11.8 Data protection

Any personal data collected as part of the competition will be used solely for the administration and processing of the price draw, as well as for the delivery of the newsletter.

Data will be processed in accordance with our Privacy Policy outlined above.

Participants may request information about the data stored about them at any time and may object to its use.

11.9 Premature cancellation

The organiser reserves the right to cancel or terminate the price draw at any time without prior notice and without providing any reason. This applies in particular if proper execution cannot be guaranteed for technical or legal reasons.

11.10 Exclusion of participants

The organiser reserves the right to exclude participants from the competition if they violate these conditions of participation or if they are suspected of manipulation.

In particular, participants who use multiple e-mail addresses or identities to enter the competition will be disqualified.

11.11 Liability

The organiser is not liable for any damages that may arise from errors, delays or interruptions in transmission, from faults in technical equipment and services, from incorrect content, from the loss or deletion of data, from viruses, or in any other way when participating in the prize draw.

The liability of the organiser is limited to intent and gross negligence.

11.12 Right of appeal

There is no right of appeal.

11.13 Severability clause

Should any individual provisions of these terms and conditions be or become invalid, the validity of the remaining provisions shall remain unaffected.

11.14 Applicable law

The law of the Federal Republic of Germany shall apply.

12. Prize draws

We occasionally run prize draws, including on social media platforms. If you take part in one of our prize draws, we process the following data about you: name, contact details (such as email address and phone number), and, if applicable, your social media profile. This data is processed on the basis of the prize draw contract (Article 6(1)(b) GDPR) and is used solely for the purposes of running the prize draw, including determining and notifying the winner.

For certain prize draws, signing up to our newsletter is required, as it forms an integral part of the entry conditions. By entering, you agree to subscribe to our newsletter. The newsletter is issued solely to provide relevant information about our products, services and offers.

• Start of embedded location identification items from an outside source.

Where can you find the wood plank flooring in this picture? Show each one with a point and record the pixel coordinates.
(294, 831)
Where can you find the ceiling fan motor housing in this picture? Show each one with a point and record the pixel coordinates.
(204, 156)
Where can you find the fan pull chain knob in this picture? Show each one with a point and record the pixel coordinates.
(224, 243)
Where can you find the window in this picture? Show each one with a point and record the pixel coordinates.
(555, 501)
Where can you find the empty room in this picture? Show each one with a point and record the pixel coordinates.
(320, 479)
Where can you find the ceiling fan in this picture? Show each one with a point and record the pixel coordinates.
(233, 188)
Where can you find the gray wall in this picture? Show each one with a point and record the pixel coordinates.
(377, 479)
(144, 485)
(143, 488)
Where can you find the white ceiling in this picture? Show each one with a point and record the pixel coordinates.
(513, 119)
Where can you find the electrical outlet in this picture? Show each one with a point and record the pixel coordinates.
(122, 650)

You can unsubscribe from the newsletter at any time by using the unsubscribe link in the newsletter or by contacting us directly. Please note that unsubscribing from the newsletter during the course of the prize draw may result in your entry being withdrawn, as the subscription forms part of the terms of participation. Your data will be deleted once the prize draw has concluded, unless legal retention periods require it to be stored for longer or you have consented to further use (such as for the newsletter).

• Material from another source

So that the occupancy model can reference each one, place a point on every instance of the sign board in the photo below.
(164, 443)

When entering prize draws on social media platforms, the data protection regulations of the respective provider also apply.

Your data will only be disclosed to third parties if this is necessary for the delivery of the prize (such as to shipping providers).

You can find detailed information about the respective competition in the specific terms and conditions.

13. Changes to this Privacy Policy

We reserve the right to amend our privacy statements if required due to new technologies. Please ensure that you have the latest version. If fundamental changes are made to this privacy policy, we will announce them on our website.